In her homey kitchen, Mansari shares tea and stories on Meherabad Hill.
Photographer: Ralph Jackson.
Hearing of Baba from her uncle, Sohrabji in the early 1920s, young Mani Desai (Baba later changed her name to Mansari) was at first indifferent to him. Her parents however, fell under the spell of his love and became close followers. In 1927, when she first met him at the age of sixteen, Mansari too was caught in his net. Throughout her teenage years, she longed to join his ashram, and her wish came true in 1938, when Baba invited her to live with him as one of his resident women disciples. After eleven years of ashram life, both on the Blue Bus tours and at Meherabad, Mansari was one of the few allowed to remain on Meherabad Hill when Baba went away on his New Life. When he returned to Meherazad, she continued to live on the Hill, under orders not to leave except when called by him or for a few specific purposes.
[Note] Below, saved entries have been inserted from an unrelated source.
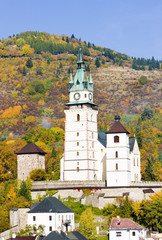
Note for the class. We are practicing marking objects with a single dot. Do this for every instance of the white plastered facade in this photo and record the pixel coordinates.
(52, 221)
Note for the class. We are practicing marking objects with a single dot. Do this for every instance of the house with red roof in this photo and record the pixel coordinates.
(126, 229)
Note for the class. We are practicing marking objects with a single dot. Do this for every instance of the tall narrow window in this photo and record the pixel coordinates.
(116, 139)
(118, 234)
(116, 166)
(78, 117)
(50, 229)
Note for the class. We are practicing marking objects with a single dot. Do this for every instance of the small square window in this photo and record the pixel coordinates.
(50, 228)
(133, 234)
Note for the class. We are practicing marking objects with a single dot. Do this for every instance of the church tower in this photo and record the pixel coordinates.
(80, 156)
(117, 155)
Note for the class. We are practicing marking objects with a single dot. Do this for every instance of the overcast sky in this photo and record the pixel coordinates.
(133, 27)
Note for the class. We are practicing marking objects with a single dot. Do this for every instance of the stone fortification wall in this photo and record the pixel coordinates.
(51, 185)
(101, 195)
(6, 234)
(28, 162)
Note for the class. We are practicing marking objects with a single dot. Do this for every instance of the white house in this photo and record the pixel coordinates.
(126, 229)
(112, 157)
(53, 214)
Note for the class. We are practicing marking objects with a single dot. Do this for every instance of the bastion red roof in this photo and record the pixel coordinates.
(124, 223)
(31, 148)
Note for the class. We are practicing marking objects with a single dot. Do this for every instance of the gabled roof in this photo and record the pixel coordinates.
(117, 127)
(56, 236)
(23, 238)
(31, 148)
(75, 235)
(102, 138)
(149, 190)
(124, 223)
(50, 204)
(131, 143)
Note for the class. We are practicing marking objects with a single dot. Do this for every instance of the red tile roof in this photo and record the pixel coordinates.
(31, 148)
(117, 127)
(124, 223)
(23, 238)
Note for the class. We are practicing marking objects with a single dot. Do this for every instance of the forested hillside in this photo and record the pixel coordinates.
(34, 76)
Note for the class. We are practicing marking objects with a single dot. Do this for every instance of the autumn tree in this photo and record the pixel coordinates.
(24, 191)
(38, 175)
(7, 162)
(97, 63)
(86, 224)
(29, 63)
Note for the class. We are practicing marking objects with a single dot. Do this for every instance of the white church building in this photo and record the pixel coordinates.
(89, 155)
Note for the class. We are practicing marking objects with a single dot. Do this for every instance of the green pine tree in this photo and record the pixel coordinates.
(29, 63)
(24, 191)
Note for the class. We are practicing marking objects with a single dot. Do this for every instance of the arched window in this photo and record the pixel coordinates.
(78, 117)
(116, 138)
(116, 166)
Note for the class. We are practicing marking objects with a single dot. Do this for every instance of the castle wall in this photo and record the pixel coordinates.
(28, 162)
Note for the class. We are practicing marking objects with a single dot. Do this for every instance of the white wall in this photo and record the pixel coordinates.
(126, 234)
(55, 223)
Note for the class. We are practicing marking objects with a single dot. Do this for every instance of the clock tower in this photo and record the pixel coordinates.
(80, 155)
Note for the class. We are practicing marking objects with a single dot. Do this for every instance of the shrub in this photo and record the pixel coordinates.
(143, 80)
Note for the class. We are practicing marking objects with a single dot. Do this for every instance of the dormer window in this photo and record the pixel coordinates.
(78, 117)
(116, 139)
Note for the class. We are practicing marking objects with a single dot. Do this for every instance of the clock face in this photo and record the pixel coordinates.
(76, 96)
(90, 96)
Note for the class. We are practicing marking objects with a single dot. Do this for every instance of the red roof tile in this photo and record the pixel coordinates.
(124, 223)
(31, 148)
(117, 127)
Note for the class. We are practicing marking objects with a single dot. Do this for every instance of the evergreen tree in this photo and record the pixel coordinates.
(67, 39)
(60, 65)
(39, 71)
(149, 174)
(127, 208)
(147, 113)
(87, 68)
(24, 71)
(24, 191)
(86, 224)
(97, 63)
(29, 63)
(72, 36)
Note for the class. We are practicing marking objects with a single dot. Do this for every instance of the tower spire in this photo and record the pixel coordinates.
(80, 56)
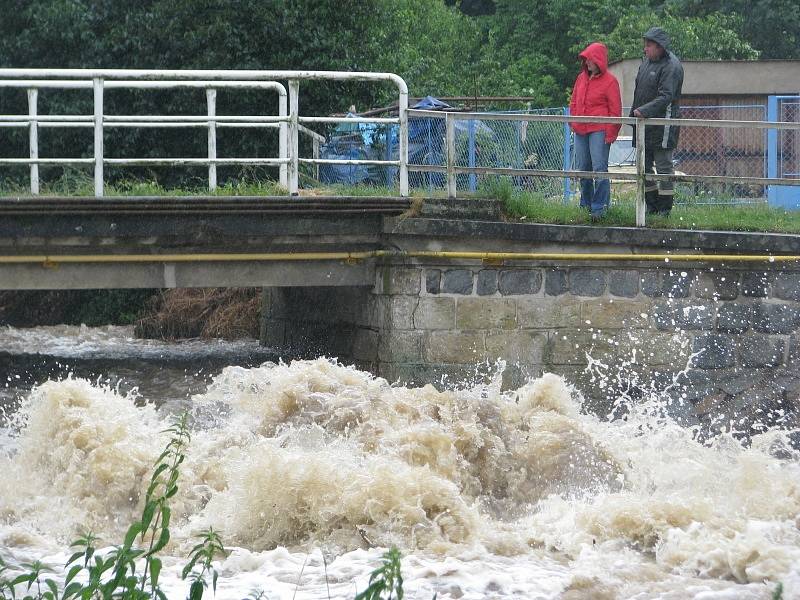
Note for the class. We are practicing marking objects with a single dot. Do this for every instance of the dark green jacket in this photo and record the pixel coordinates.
(658, 94)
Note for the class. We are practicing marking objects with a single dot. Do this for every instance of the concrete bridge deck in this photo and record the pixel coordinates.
(127, 242)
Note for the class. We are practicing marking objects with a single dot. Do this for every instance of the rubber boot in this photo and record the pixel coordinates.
(651, 201)
(664, 204)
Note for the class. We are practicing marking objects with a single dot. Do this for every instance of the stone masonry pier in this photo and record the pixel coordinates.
(721, 340)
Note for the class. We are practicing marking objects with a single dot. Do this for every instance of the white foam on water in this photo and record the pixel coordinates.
(487, 494)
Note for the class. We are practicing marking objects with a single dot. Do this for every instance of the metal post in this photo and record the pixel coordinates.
(33, 96)
(283, 142)
(97, 85)
(772, 150)
(640, 181)
(450, 137)
(294, 92)
(567, 157)
(402, 107)
(315, 154)
(473, 179)
(211, 101)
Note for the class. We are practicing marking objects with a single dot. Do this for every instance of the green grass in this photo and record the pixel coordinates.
(688, 213)
(533, 208)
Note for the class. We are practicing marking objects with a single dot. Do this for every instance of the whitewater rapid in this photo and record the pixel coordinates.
(310, 470)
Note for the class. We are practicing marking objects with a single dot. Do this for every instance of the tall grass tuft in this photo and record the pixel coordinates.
(115, 574)
(385, 579)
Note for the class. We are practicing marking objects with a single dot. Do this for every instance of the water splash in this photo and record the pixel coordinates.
(316, 454)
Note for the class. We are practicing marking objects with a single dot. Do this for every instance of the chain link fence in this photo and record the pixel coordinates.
(722, 152)
(788, 155)
(493, 143)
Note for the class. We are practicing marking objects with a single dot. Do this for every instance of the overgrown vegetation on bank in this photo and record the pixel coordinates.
(686, 214)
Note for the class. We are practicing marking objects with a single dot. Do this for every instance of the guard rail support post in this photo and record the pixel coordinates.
(294, 91)
(211, 101)
(97, 85)
(402, 112)
(640, 175)
(450, 136)
(33, 136)
(315, 155)
(283, 142)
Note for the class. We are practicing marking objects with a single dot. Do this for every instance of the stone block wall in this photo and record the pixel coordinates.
(722, 342)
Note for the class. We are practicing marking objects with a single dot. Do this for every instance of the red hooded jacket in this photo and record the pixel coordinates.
(597, 95)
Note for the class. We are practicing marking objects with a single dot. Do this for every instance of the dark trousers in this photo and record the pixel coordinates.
(658, 195)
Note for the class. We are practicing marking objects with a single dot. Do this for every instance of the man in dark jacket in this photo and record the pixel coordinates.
(657, 95)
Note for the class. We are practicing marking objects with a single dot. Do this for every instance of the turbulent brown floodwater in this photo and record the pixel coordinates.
(309, 470)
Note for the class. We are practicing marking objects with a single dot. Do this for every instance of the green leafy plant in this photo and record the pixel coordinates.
(202, 556)
(386, 579)
(114, 575)
(777, 594)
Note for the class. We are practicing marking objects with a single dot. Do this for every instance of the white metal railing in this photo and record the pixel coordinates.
(451, 169)
(288, 120)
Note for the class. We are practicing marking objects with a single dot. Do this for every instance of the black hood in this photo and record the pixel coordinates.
(658, 35)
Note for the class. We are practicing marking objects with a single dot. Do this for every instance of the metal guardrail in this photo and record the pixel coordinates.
(288, 120)
(290, 125)
(451, 169)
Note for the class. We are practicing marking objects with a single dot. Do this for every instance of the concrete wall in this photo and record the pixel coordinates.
(703, 77)
(734, 333)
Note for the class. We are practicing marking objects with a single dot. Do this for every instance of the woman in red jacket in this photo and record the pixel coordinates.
(596, 93)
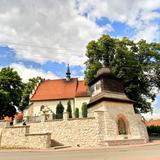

In 1969, Mansari's quiet, ascetic and extremely secluded world was turned upside-down when Baba passed away and his Tomb on the Hill became a center of pilgrimage overnight. To Mansari fell the privilege of caring for the Tomb, which she did with great love and attention until her death in 1997. Pilgrims to Meherabad in the 1970s, 80s and 90s delighted in tiny Mansari's huge store of spiritual stories, jokes, wit, simplicity, chai (Indian tea), affection and generosity, which she dispensed from Baba's kitchen on the Hill.